Calpine Closes On Acquisition Of Noble Americas Energy Solutions

Calpine Corporation (NYSE:CPN) today closed the previously announced acquisition of Noble Americas Energy Solutions, LLC ("Noble Solutions"), the nation's largest independent supplier of power to commercial and industrial retail customers.

Noble Solutions currently serves commercial and industrial customers in 18 states nationwide, including California, Texas, the Mid-Atlantic and the Northeastern United States, where Calpine's wholesale power generation fleet is primarily concentrated. The organization will remain headquartered in San Diego under the leadership of Jim Wood, who will remain its President and report to Trey Griggs, Calpine's Executive Vice President and Chief Commercial Officer. Its name will be changed to Calpine Energy Solutions, LLC, pending state-level regulatory approval.

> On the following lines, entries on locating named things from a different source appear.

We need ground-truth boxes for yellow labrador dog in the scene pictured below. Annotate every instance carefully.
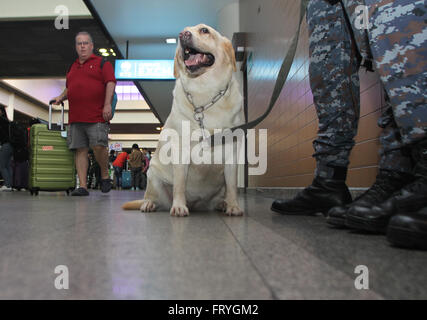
[123,24,244,216]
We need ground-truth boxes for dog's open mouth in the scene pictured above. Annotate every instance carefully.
[183,47,215,72]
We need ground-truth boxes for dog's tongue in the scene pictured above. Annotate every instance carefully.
[185,53,205,67]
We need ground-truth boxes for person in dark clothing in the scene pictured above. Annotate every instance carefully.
[0,104,13,191]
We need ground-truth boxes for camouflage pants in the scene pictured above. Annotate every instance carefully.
[307,0,418,178]
[307,0,360,178]
[366,0,427,151]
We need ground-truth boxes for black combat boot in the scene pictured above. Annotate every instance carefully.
[271,172,351,215]
[346,141,427,234]
[326,170,414,228]
[387,207,427,250]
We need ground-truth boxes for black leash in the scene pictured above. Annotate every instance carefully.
[210,0,309,147]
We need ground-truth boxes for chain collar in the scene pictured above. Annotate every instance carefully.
[181,81,230,139]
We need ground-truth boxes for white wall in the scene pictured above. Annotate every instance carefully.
[217,1,239,41]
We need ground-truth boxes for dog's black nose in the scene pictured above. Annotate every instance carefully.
[179,31,191,41]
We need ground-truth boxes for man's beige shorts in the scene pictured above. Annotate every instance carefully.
[67,122,110,149]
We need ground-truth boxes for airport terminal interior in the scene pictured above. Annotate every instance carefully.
[0,0,427,300]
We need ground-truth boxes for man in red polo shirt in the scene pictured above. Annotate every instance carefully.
[52,32,116,196]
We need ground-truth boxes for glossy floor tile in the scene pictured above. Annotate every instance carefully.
[0,191,427,300]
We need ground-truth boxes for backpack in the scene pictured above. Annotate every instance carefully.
[67,59,117,117]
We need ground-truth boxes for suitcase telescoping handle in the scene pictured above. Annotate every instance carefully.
[49,100,64,131]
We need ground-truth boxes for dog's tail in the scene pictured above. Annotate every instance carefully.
[122,200,142,210]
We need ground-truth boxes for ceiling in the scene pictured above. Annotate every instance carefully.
[84,0,238,123]
[0,0,238,131]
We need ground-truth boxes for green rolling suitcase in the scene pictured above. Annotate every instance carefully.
[29,101,76,195]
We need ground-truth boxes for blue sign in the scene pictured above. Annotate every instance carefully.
[115,60,175,80]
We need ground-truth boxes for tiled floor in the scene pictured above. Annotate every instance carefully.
[0,191,427,300]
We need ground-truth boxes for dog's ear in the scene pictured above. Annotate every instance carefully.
[223,38,237,72]
[173,48,179,79]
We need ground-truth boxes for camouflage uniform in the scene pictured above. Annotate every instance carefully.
[366,0,427,151]
[307,0,418,179]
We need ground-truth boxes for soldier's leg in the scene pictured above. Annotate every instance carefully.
[349,0,427,233]
[271,1,360,214]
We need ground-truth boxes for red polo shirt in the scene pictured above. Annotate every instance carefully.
[66,54,116,123]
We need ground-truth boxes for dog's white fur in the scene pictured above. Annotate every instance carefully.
[123,24,244,216]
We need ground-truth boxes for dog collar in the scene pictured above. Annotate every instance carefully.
[181,81,230,139]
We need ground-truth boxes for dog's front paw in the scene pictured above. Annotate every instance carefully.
[141,199,156,212]
[170,204,190,217]
[225,204,243,216]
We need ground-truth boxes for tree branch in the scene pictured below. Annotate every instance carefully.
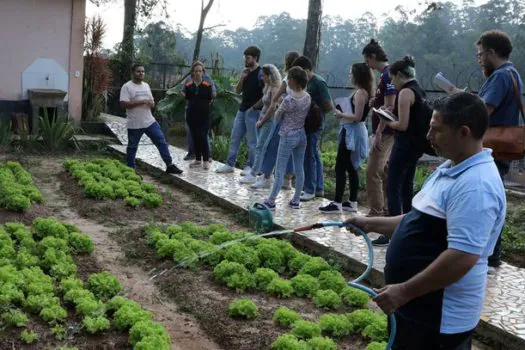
[202,24,226,31]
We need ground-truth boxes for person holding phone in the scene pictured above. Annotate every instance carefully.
[319,63,374,213]
[383,56,426,216]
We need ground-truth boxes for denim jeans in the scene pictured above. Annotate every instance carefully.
[489,160,510,266]
[260,119,293,177]
[268,129,306,203]
[226,110,261,167]
[386,137,423,216]
[304,129,324,194]
[184,113,211,154]
[126,122,172,168]
[252,118,273,175]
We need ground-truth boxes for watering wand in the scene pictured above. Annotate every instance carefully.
[293,221,396,350]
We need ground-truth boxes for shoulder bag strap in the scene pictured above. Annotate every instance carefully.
[509,69,525,123]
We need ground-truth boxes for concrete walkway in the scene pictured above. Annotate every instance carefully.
[104,115,525,349]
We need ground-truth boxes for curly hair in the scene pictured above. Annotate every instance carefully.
[262,64,282,93]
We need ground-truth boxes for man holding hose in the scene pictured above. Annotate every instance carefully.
[348,92,506,350]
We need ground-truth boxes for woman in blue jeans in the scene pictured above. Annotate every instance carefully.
[264,67,311,210]
[385,56,426,216]
[250,51,299,190]
[239,64,282,184]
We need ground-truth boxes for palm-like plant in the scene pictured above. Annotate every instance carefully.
[82,17,112,120]
[157,75,241,135]
[39,108,79,151]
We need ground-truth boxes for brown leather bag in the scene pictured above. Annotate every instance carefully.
[483,70,525,160]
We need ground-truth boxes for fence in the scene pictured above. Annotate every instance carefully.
[103,61,525,172]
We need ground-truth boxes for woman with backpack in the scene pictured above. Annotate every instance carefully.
[384,56,432,216]
[319,63,374,213]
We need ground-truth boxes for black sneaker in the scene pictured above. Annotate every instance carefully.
[184,152,195,160]
[166,164,182,175]
[372,236,390,247]
[319,202,343,214]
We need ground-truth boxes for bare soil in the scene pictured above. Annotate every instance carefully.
[0,157,496,350]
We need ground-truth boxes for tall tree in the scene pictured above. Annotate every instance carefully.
[192,0,214,62]
[121,0,137,77]
[303,0,323,67]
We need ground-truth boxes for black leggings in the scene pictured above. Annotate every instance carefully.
[188,118,210,162]
[335,133,359,203]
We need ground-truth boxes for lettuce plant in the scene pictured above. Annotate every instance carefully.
[273,306,302,327]
[291,275,320,297]
[266,278,293,298]
[228,298,259,319]
[291,320,321,339]
[313,289,341,309]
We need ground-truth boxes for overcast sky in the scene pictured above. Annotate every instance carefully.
[87,0,487,48]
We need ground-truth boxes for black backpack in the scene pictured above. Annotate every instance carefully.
[410,88,437,156]
[304,99,323,134]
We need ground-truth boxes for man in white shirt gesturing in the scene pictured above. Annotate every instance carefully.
[120,64,182,175]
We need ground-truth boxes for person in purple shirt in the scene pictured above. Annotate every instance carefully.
[451,30,523,274]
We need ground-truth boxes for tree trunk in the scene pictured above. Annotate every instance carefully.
[121,0,137,81]
[192,0,214,62]
[303,0,323,69]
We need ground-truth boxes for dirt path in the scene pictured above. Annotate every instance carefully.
[29,159,220,350]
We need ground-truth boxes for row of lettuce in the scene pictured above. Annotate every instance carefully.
[145,222,388,350]
[0,218,171,349]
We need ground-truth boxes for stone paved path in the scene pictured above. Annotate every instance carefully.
[104,115,525,349]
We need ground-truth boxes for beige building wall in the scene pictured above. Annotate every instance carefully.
[0,0,86,120]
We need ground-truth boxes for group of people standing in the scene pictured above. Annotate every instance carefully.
[120,30,523,350]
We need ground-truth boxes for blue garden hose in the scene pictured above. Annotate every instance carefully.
[294,221,397,350]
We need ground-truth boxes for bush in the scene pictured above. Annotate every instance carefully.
[299,257,333,277]
[40,304,67,323]
[273,306,302,327]
[319,314,350,338]
[224,243,259,271]
[82,316,109,334]
[2,309,29,327]
[213,260,254,292]
[366,341,387,350]
[313,290,341,309]
[228,298,259,319]
[291,275,319,297]
[88,271,123,300]
[266,278,293,298]
[113,302,151,331]
[319,271,347,293]
[256,240,286,273]
[288,253,312,273]
[129,321,171,349]
[272,334,309,350]
[340,287,370,307]
[124,197,140,208]
[69,232,95,254]
[346,309,382,333]
[291,320,321,339]
[254,267,279,291]
[20,329,38,344]
[308,337,337,350]
[361,315,388,341]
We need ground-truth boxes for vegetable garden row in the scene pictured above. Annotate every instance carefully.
[0,158,388,350]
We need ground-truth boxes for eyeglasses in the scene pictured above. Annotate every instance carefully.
[476,50,489,60]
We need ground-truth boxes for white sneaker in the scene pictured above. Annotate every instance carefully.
[281,178,292,191]
[250,175,270,189]
[241,165,252,176]
[239,174,257,185]
[301,192,315,202]
[343,201,357,213]
[215,164,233,174]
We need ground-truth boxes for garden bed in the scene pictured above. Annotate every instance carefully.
[3,153,500,350]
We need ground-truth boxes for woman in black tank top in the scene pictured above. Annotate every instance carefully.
[380,56,425,216]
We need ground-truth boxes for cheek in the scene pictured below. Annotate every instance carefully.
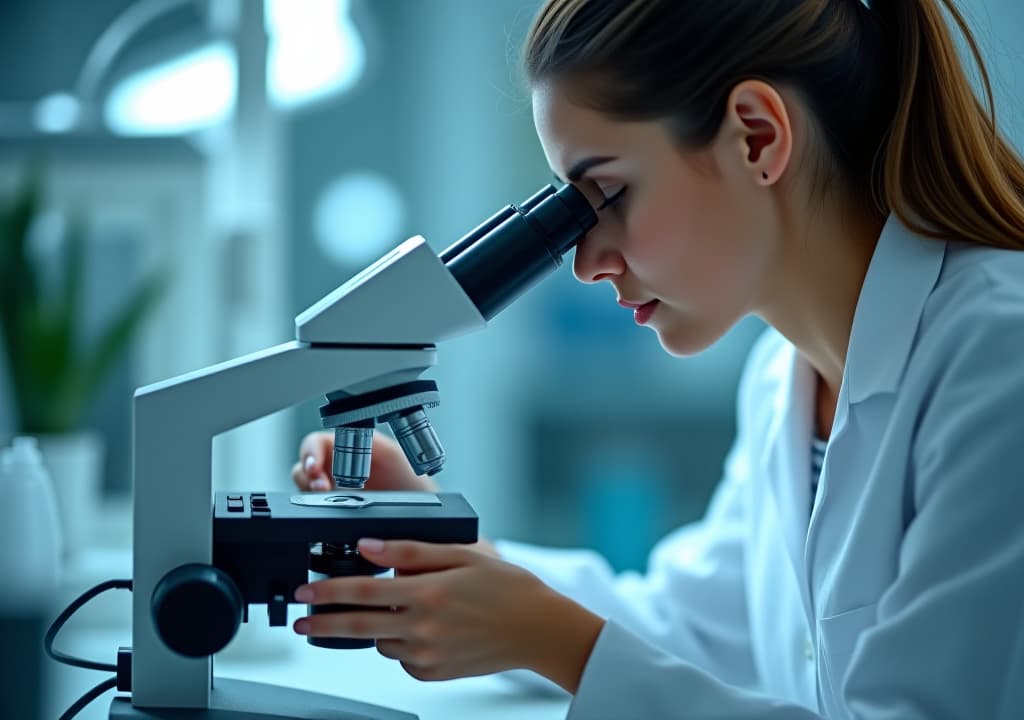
[630,184,746,304]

"Noble Solutions has built an impressive retail platform serving sophisticated commercial and industrial customers, and we are excited to welcome their talented professionals into the Calpine family," said Griggs. "The Noble Solutions team's delivery of customized product offerings effectively manages customers' complex energy needs. We look forward to working together to build on their track record of success and to further leverage Calpine's complementary generation fleet to create tailored solutions for customers."

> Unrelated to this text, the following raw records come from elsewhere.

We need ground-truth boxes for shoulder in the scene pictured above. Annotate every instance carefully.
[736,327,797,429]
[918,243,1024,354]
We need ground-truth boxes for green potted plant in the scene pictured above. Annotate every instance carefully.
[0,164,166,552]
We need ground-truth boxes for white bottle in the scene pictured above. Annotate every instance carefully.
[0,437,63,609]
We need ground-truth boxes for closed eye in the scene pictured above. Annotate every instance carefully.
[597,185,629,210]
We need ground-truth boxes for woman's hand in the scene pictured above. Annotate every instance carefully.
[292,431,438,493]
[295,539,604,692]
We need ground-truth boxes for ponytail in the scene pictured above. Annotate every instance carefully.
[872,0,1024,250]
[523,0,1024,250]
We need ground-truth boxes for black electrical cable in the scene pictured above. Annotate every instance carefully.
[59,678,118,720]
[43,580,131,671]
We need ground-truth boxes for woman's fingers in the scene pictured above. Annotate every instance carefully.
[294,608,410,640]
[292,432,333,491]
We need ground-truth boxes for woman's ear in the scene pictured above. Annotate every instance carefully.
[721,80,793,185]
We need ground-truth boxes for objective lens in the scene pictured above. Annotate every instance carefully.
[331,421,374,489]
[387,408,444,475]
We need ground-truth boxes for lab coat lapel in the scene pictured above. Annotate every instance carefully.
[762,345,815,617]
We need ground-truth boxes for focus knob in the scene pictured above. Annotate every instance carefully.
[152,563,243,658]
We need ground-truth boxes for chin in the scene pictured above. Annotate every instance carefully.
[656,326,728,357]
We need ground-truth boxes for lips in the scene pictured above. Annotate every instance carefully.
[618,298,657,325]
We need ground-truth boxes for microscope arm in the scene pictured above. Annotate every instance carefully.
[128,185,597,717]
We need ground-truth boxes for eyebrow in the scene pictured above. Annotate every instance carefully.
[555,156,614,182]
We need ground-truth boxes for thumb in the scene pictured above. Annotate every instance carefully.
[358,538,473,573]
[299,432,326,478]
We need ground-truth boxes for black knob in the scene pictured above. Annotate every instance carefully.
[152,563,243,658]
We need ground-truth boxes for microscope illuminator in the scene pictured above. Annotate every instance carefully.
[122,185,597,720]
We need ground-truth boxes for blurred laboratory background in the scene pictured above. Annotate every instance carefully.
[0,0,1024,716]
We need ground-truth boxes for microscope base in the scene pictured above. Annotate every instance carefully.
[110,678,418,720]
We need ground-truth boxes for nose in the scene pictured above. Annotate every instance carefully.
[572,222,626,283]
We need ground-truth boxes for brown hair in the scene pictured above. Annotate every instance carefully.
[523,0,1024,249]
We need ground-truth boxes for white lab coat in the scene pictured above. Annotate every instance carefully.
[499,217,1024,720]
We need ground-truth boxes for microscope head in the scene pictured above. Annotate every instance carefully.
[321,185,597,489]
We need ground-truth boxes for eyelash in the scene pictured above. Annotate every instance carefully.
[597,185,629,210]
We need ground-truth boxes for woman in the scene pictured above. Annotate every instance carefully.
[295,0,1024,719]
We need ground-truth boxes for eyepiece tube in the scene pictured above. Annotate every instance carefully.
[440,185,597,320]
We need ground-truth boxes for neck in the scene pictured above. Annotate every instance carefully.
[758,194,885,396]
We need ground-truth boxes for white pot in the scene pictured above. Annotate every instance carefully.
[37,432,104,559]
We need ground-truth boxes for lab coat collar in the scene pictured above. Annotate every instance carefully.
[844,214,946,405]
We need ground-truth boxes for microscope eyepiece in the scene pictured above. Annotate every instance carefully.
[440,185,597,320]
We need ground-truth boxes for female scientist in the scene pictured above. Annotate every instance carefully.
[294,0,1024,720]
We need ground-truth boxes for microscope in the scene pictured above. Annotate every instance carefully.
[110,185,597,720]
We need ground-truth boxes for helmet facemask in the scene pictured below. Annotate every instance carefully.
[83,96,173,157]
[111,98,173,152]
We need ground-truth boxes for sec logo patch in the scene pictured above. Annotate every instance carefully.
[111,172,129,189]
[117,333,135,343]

"Today, we are thrilled to join the Calpine team," said Wood. "Our customers will continue to receive the highest level of service that is the standard at Noble Solutions. With Calpine, our retail platform is now backed by a clean, modern and flexible generation fleet and a strong balance sheet that will allow us to provide greater value-added products and services."

Calpine purchased Noble Solutions for $800 million plus working capital. Through collateral optimization and synergies and the runoff of acquired legacy hedges, Calpine expects net cash deployed (including working capital) of approximately $900 million by year-end 2016, declining to approximately $700 million substantially within the first year.

The acquisition was funded with a combination of cash on hand and a one-year, $550 million term loan priced at LIBOR plus 175 basis points. The company intends to repay the term loan during 2017 with proceeds from announced asset sales and cash from operations, including that generated from the anticipated collateral synergies.